IN THE February 20 edition of the Atlanta Journal-Constitution, Georgia’s largest daily newspaper, an editorial cartoon depicted a giant Superman proclaiming: “I’m for truth, justice and the American way!” From a nearby window an elephant, the symbol of the Republican Party, retorts: “OK, you’re out of the Republican Party!”

The attempted purges have indeed begun. Any statement, or worse still, a vote, against former US president Donald Trump is now grounds for censure. But whereas before, such an action prompted threats hurled by members of far-right militia-style hate groups, now the menace is coming from the Republican Party itself. This is an ominous change.

Thus US Representative Liz Cheney, daughter of the scheming former George W Bush administration vice-president Dick Cheney and hardly a progressive Republican, was censured by the Wyoming Republican Party, the state she represents, for voting in the US House to move forward with the Trump Senate impeachment trial.

Earlier, Cheney had survived a vote called by her own party to remove her from her GOP leadership position.

GOP stands for Grand Old Party, but the grandeur is long gone, and the old Republican Party has vanished in the dust kicked up by the bulldozing four years of the Trump presidency.

Consequently, when seven Senate Republicans summoned their integrity and voted to impeach Trump, they faced immediate retribution, including public criticism and, for some, censure by their home-state parties.

This has a familiar ring, reminiscent of the fate that befell members of the Labour Party who dared to express anger at the party’s suspension of Jeremy Corbyn. They, too, were suspended.

The grounds for the suspensions were justified by a directive issued last November by Labour Party general secretary David Evans, which banned MPs and party members from even discussing the Corbyn suspension, let alone voicing support for the ousted former leader.

The Republicans may not yet have reached such a level of free-speech suppression. But it is likely coming. There is a clear unspoken directive within the GOP now: show complete loyalty to Trump or face the consequences. Never mind that Trump is gone from public office and about to be hounded by a cascade of law suits.

The Corbyn witch-hunt prompted droves to leave the Labour Party — at a rate of 250 a day for months — with membership now languishing below 500,000, the lowest since Corbyn’s 2015 election as party leader.

Anti-Trump Republicans are also fleeing, with close to 140,000 people in 25 states quitting the party in the month following the January 6 insurrection.

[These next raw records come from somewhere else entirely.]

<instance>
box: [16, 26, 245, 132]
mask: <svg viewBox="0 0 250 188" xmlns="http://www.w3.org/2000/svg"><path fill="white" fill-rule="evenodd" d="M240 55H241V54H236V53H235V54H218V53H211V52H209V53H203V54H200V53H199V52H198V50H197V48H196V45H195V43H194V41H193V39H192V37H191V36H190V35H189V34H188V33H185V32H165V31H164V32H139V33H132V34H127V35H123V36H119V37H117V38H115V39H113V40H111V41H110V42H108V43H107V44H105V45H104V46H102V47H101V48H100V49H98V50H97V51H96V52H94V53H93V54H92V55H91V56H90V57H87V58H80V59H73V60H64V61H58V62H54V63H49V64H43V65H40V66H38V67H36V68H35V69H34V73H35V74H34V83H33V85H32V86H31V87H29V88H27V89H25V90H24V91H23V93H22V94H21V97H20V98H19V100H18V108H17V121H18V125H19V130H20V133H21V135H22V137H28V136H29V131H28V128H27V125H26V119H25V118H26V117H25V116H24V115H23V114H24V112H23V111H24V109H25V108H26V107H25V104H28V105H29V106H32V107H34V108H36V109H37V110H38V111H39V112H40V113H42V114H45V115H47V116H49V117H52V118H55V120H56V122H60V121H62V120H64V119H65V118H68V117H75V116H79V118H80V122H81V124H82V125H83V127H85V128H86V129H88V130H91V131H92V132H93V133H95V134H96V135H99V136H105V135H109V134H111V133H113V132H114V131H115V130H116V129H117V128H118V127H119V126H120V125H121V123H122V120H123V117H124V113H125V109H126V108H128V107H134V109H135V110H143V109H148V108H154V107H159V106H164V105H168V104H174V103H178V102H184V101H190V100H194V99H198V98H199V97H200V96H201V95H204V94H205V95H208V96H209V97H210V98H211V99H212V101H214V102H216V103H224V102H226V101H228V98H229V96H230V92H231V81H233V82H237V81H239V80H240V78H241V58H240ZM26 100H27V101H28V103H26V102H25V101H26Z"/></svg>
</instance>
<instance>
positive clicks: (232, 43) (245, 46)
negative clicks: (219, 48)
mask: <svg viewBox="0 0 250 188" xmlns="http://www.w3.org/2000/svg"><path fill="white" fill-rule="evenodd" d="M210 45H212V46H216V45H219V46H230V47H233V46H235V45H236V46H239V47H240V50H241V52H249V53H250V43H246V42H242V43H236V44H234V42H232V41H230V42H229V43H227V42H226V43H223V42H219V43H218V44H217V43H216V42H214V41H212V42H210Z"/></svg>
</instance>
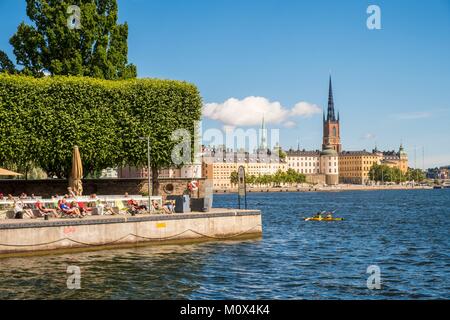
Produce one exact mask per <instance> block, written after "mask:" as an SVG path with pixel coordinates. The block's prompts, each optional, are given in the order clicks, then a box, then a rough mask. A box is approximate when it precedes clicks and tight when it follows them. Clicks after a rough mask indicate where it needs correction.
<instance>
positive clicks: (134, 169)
mask: <svg viewBox="0 0 450 320" xmlns="http://www.w3.org/2000/svg"><path fill="white" fill-rule="evenodd" d="M117 174H118V178H119V179H146V178H148V170H147V167H133V166H124V167H120V168H119V169H118V170H117ZM201 174H202V166H201V164H191V165H184V166H181V167H179V168H177V167H170V168H163V169H160V170H159V171H158V177H159V178H161V179H178V178H182V179H184V178H186V179H195V178H201V177H202V175H201ZM150 176H151V173H150Z"/></svg>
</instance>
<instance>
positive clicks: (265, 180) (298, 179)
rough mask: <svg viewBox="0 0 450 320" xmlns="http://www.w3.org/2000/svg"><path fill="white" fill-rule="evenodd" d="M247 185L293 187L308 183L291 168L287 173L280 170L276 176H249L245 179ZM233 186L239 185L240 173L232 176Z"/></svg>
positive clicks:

Undeterred, the pro-Trump Republicans are banking on polls that, astonishingly, show almost nine in 10 Republicans still approve of Trump’s job performance, even after the Capitol riot.

Those statistics encompass not only regular voters but top Republican brass, including members of the Senate — most notably the cravenly obsequious Lindsey Graham and the conspiracy-theory-spouting Josh Hawley. The pair, along with 41 of their Senate Republican colleagues, all of whom voted against Trump’s impeachment, have tied their sails firmly to the Trump mast, a strategic calculation for political survival, no matter what they might actually believe.

The assault on the US Capitol was considered a breach; an invasion. But that criminal mob was not the first to get inside. As subsequent events have made all too clear, the enemy was already in the building.

Linda Pentz Gunter is a writer based in Takoma Park, Maryland, near Washington DC.